Its Deputy Minister Datuk Rosol Wahid said this was a short-term solution following the closure of a livestock farm that was hit by production problems.
"The ministry will identify areas that are severely affected and will channel supplies to meet demand. For example, if there is a shortage in Perlis, we will cover it with the surplus of chickens in Penang.
"The move is to allay consumer concerns due to the lack of chicken supply in several states," he said as reported by Sinar Harian.
Rosol who was met at a press conference in conjunction with the Malaysian Family Sales Programme on Saturday (May 21) said the ministry was informed that only one farm could not produce chickens on May 22 and 23.
This, he added, was due to their chickens' inability to reach the supposed weight for it to be marketed.

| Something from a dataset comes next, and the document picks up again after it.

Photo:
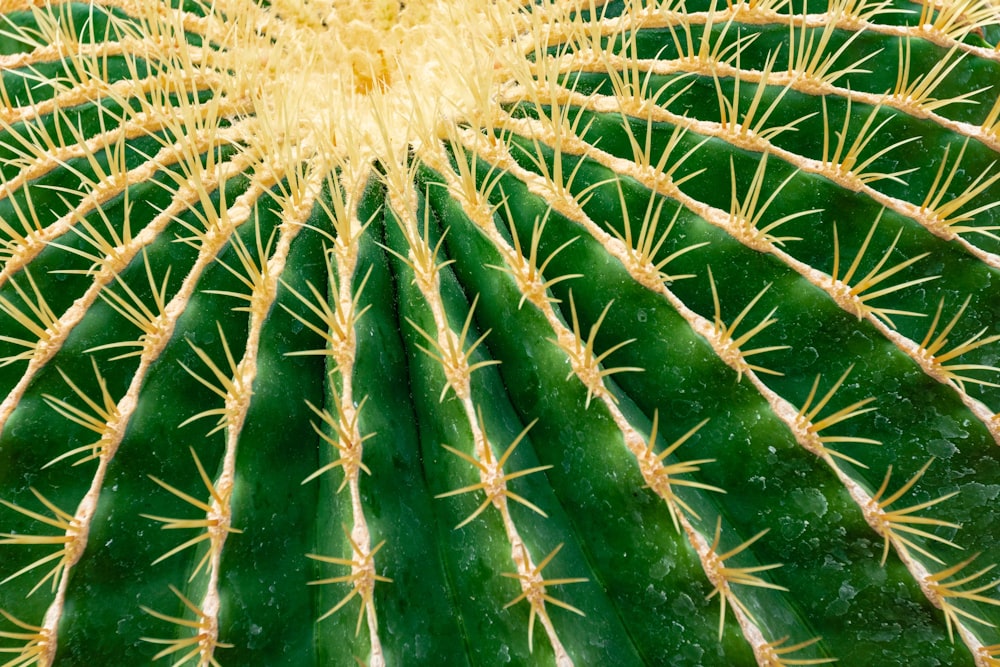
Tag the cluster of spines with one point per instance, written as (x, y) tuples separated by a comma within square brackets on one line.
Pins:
[(450, 349)]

"Investigations are carried out together with the Agriculture and Food Industries Ministry (MAFI) and we found that the chickens are suffering due to the lack of food supply apart from being infected with diseases.
"We have pictures that show the chickens are suffering from a disease, some only weigh 1.2kg. The chickens must be 1.8kg for it to be marketed," he said.
However, Rosol said the issue of chicken supply in the market should not have occurred because there was an increase of 6.6 million chicken stocks compared with a demand of six million.
"Supposedly, the issue of shortage should not have occurred as the supply of chicken has been increased due to increased demand.
"So, we will go down to the ground to investigate if there are any irresponsible parties holding on to the stocks in order to raise the price," he said, adding that investigation would be conducted in accordance with the Control of Supply Act 1961.
On Thursday (May 19), it was reported that Kuala Lumpur, Selangor, Negri Sembilan, Kedah and Perlis were expected to be hit with shortages of chicken supply for a period of two days following the closure of a livestock farm.